Monday, April 05, 2010

By Dan Mackie
For the Valley News
I watched a lot of TV when I was a kid, but most of it is as forgotten as the battered Barbies, deflated footballs and cockeyed kitchen chairs that litter the Lebanon landfill.
I can hardly recall what programs I liked. I liked whatever was on, I guess, or made peace with it. We had less than a handful of stations — only two with perfect signals — so you watched Bonanza or you watched Disney, or when all else failed you did your homework.
One highlight, though, came to mind recently with the death of Fess Parker, the actor who played Davy Crockett, one of my boyhood black-and-white TV heroes. In those days kids had to endure lots of programming aimed at their parents — Steve and Eydie singing a medley from Camelot, or newsmen in eyeglasses talking about steel prices—but Davy Crockett was all ours.
Crockett, if you are too young to know, was “king of the wild frontier.’’ According to hit song lyrics, he was “born on a mountaintop in Tennessee’’ and “kilt him a bar (bear) when he was only 3.” Thus are heroes made.
He wore buckskin clothes and a coonskin cap, and cradled a musket rather than a cell phone in his arms. That was no fanny pack at his hip — it was a powder horn.

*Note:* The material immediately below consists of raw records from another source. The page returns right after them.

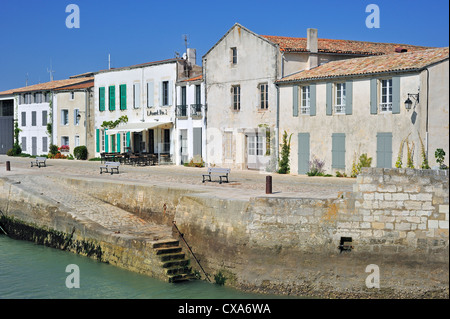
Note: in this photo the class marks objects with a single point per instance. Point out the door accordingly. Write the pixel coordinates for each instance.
(303, 153)
(184, 147)
(384, 150)
(255, 151)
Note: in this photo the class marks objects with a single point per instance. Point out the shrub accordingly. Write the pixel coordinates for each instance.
(80, 152)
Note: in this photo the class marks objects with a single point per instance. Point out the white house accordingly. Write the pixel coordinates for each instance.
(240, 72)
(342, 109)
(191, 120)
(146, 95)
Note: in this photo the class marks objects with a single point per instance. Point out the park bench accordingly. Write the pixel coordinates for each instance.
(111, 166)
(38, 161)
(222, 172)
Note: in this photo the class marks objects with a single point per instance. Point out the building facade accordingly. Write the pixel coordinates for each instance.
(343, 109)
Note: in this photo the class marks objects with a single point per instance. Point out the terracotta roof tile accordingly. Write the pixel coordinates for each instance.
(47, 86)
(408, 61)
(290, 44)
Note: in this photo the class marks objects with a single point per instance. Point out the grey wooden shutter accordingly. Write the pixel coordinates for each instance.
(338, 150)
(197, 132)
(295, 100)
(384, 150)
(312, 100)
(396, 95)
(349, 97)
(303, 153)
(329, 93)
(373, 96)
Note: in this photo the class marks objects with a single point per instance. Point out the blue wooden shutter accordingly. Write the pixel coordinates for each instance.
(303, 153)
(373, 96)
(349, 97)
(312, 101)
(396, 95)
(295, 100)
(338, 150)
(329, 93)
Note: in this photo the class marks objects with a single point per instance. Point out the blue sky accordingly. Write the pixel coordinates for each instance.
(34, 32)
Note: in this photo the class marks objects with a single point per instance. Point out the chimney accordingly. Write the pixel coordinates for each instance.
(313, 47)
(191, 56)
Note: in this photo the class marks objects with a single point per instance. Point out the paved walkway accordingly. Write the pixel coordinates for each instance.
(242, 184)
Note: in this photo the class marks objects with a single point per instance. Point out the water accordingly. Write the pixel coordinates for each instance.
(29, 271)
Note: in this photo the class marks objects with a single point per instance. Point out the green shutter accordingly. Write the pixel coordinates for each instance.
(384, 150)
(349, 97)
(338, 150)
(295, 100)
(303, 153)
(97, 133)
(106, 142)
(123, 96)
(112, 98)
(396, 95)
(329, 93)
(101, 93)
(373, 96)
(312, 101)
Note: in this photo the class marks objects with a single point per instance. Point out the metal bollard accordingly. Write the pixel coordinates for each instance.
(268, 184)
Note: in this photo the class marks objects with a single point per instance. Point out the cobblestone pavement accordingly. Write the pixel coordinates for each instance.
(251, 183)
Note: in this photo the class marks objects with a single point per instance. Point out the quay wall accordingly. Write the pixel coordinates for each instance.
(397, 220)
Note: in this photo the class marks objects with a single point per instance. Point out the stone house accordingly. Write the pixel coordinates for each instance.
(240, 74)
(34, 107)
(74, 117)
(342, 109)
(191, 120)
(145, 94)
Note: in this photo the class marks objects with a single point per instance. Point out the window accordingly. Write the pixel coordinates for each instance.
(228, 139)
(386, 96)
(339, 98)
(165, 93)
(233, 56)
(76, 118)
(264, 96)
(305, 100)
(136, 95)
(236, 92)
(101, 102)
(64, 118)
(44, 118)
(112, 98)
(123, 96)
(33, 118)
(64, 140)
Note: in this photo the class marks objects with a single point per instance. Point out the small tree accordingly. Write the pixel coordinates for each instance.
(283, 163)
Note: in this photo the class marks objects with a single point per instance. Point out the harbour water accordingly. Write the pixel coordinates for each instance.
(30, 271)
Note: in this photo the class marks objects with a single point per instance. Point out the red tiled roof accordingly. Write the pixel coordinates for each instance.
(47, 86)
(290, 44)
(408, 61)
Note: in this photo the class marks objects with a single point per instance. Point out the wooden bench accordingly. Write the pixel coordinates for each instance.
(38, 161)
(222, 172)
(111, 166)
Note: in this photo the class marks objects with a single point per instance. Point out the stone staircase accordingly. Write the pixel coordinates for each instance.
(174, 261)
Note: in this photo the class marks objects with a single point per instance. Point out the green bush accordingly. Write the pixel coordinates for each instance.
(80, 152)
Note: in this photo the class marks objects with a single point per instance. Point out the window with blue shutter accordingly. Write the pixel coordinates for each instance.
(338, 150)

Davy went on to have a number of TV adventures, some semi-comical, some soft-core violent (in those days you could stab an adversary to death without drawing blood and the deceased merely seemed to faint). It all was utterly entertaining to an 8-year-old boy. When Davy (spoiler alert) died at the Alamo while whacking Mexicans with his musket, I knew I was going to miss the big fella.
A couple of years ago I picked up a VHS copy of Davy Crockett, King of the Wild Frontier for less than a buck. It sat unwatched until last week, when Parker’s passing reminded me I had it.

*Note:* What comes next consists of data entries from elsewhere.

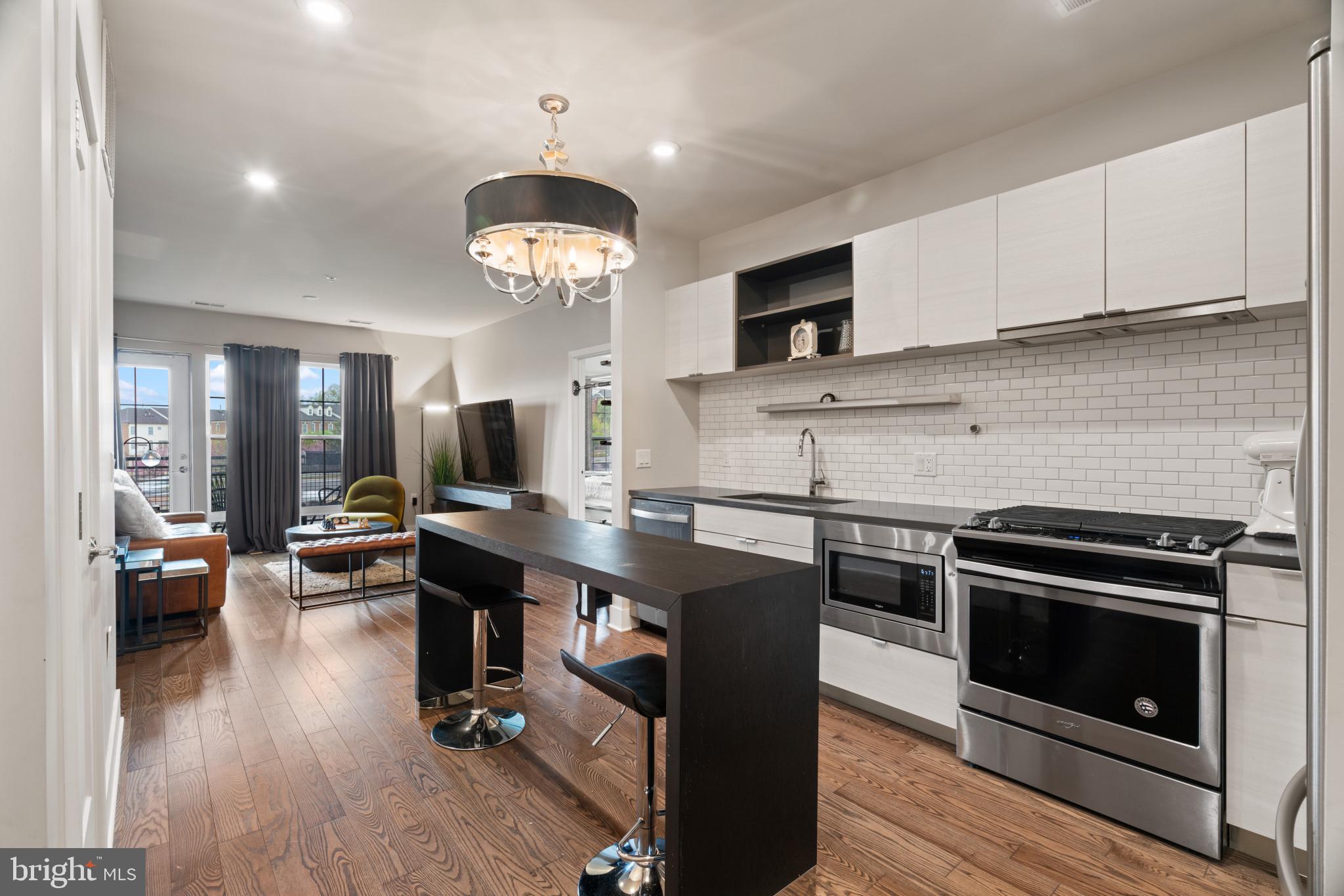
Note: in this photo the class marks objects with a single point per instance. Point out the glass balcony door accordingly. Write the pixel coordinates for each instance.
(154, 426)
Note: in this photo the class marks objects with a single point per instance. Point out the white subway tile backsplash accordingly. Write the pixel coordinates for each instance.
(1148, 424)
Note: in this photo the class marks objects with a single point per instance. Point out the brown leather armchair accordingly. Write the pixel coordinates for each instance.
(190, 539)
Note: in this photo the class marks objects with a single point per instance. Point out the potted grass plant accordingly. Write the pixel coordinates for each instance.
(441, 464)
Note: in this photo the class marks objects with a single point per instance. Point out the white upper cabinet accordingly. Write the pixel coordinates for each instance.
(1276, 209)
(1177, 223)
(886, 289)
(957, 274)
(681, 331)
(717, 325)
(1053, 250)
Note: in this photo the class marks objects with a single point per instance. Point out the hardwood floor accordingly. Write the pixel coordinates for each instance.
(284, 755)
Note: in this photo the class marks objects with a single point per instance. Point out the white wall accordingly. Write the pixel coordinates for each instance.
(1151, 424)
(421, 375)
(651, 413)
(23, 812)
(527, 359)
(1253, 79)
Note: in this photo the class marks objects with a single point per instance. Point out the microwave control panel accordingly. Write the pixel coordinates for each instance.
(928, 594)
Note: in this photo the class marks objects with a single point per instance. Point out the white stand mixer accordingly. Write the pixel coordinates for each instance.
(1277, 453)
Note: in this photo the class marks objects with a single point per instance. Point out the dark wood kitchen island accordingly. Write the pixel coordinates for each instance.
(742, 652)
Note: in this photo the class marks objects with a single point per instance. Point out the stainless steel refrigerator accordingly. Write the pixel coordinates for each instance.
(1312, 785)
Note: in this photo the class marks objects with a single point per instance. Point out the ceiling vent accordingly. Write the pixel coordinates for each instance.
(1070, 7)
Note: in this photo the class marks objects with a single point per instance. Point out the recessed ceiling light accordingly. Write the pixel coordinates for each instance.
(261, 180)
(329, 12)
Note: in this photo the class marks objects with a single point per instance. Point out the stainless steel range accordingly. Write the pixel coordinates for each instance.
(1092, 661)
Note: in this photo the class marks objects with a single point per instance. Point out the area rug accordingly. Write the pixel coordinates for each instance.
(379, 573)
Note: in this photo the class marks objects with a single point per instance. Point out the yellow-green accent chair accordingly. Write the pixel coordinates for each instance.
(379, 499)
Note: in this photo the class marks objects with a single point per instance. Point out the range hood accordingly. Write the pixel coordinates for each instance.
(1227, 311)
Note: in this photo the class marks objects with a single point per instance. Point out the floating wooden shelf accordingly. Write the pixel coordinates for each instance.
(863, 403)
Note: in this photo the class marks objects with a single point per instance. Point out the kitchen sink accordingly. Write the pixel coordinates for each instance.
(796, 500)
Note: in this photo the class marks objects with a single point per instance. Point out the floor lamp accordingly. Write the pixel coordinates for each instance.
(428, 409)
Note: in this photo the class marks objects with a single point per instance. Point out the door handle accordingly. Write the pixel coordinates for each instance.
(94, 551)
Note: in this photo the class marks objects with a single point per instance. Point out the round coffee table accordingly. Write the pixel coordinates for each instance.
(335, 563)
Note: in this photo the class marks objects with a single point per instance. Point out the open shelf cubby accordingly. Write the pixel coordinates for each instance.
(815, 287)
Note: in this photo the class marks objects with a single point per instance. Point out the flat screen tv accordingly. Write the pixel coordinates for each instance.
(488, 445)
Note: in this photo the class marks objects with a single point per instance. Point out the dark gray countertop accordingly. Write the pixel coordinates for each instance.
(648, 569)
(919, 516)
(1264, 552)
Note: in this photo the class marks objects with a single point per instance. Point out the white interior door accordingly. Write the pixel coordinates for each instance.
(85, 724)
(154, 426)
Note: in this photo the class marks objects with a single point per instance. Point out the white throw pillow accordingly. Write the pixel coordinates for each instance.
(136, 518)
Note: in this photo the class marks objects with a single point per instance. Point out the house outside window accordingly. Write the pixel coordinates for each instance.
(320, 442)
(218, 437)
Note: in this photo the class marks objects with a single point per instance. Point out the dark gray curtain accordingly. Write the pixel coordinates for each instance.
(369, 426)
(262, 433)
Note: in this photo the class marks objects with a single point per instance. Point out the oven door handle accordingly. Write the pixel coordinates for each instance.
(1114, 589)
(660, 518)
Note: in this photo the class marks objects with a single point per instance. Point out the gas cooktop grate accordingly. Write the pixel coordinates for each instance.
(1215, 533)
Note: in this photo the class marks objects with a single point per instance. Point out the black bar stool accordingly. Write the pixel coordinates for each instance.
(480, 727)
(635, 864)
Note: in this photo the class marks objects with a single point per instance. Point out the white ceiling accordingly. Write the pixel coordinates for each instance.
(377, 131)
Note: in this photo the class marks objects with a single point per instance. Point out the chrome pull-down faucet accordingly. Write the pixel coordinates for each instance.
(814, 481)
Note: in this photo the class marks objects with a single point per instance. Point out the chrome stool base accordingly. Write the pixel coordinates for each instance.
(609, 875)
(478, 730)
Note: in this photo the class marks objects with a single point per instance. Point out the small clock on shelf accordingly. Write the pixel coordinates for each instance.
(803, 342)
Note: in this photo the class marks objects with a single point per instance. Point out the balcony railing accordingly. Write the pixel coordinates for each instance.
(318, 487)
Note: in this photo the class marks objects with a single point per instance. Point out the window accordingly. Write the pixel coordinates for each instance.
(218, 430)
(319, 428)
(143, 430)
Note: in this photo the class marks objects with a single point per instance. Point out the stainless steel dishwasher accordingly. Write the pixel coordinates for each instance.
(668, 519)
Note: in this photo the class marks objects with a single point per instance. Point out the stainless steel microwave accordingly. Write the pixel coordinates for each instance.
(889, 583)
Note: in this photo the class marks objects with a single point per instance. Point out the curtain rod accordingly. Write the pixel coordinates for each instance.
(173, 342)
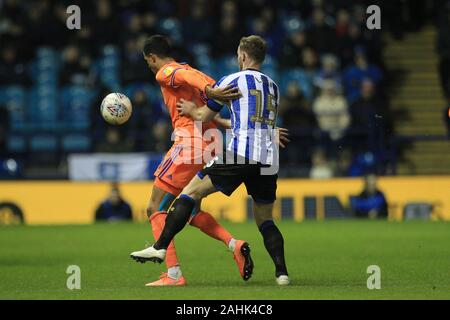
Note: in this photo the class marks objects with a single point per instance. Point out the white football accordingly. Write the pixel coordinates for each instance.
(116, 108)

Fortunately, we have a video machine that still works, though its front door is permanently open and you have to put a tape in two or three times before it catches. I unhitched the DVD player and reattached the VHS box, which makes strange clunky noises and lightly hisses. To prepare myself, I had read a little about the real Davy Crockett on the internet. (Wikipedia is the lazy researcher’s friend.) I hit play and hurried back to the couch — we’ve long lost the VHS remote — and returned to Davy and Disney land.
The video was in color, although I’m quite sure I first saw it in black and white, since my family wasn’t an early adopter of the newfangled color sets. But this time I watched Davy on a medium-big LCD TV, not high-def, but with a lot more def than our old Zenith.
Davy Crockett is still Davy Crockett, but 8-year-old Danny Mackie is long gone. Still, I kind of liked it.
Davy Crockett a la Disney was a man of few words, and those few he uttered were often ungrammatical. He “reckoned’’ a lot. “I reckon I gotta learn you how,’’ he said to his sidekick, George Russell, played by a grizzled Buddy Ebsen, who later played Jed Clampett in the Beverly Hillbillies. “I ain’t much at speechifying,’’ Davy began when he was thrust into frontier politics.
Davy was my kind of hero. He was good-natured and slow to anger, but whupped those what needed whupping, to express it as he might have. At the beginning he was an Indian fighter, but later became an Indian friend, after he bested a chief in a hatchet fight and gave him a lecture about white man’s law being good for all. Davy was an optimist.
As a boy I wasn’t bothered by the fact that Davy may have had commitment issues. In the Disney story he comes back home to his family only for a couple of days before he gets “restless,’’ and heads off to war, or another frontier, or another miniseries.
In fact, his pretty wife dies from fever when he’s away and Davy shakes it off right quick. “I just need to be alone fer awhile,’’ he says, and briefly broods by a tree. No grief work for Davy. His “young ’uns’’ are never heard from again.
Things were simpler then. Bad people were “varmints.’’ The settlers in Texas were, in Davy’s summation, “Americans in trouble.’’ As I mentioned, death in battle didn’t seem so bad; Indians or Mexicans who were shot just tumbled off their horses onto the ground, as if they’d fallen off a playset.
The real David Crockett lived an interesting life. After his pioneer phase he was elected to the U.S. Congress, but fell out with the Andrew Jackson Democrats and lost a bid for re-election. He told the voters, “you may all go to hell, and I will go to Texas.’’ Those are few words, but they are good ones.
The rest is history, or history with lyrics: The Ballad of Davy Crockett. Three versions of the song made the Billboard charts in the 1950s, when the Crockett craze was at full roar. It doesn’t have a great melody, and you can’t really dance to it, but me and ol’ Davy never was much for dancin’ anyway.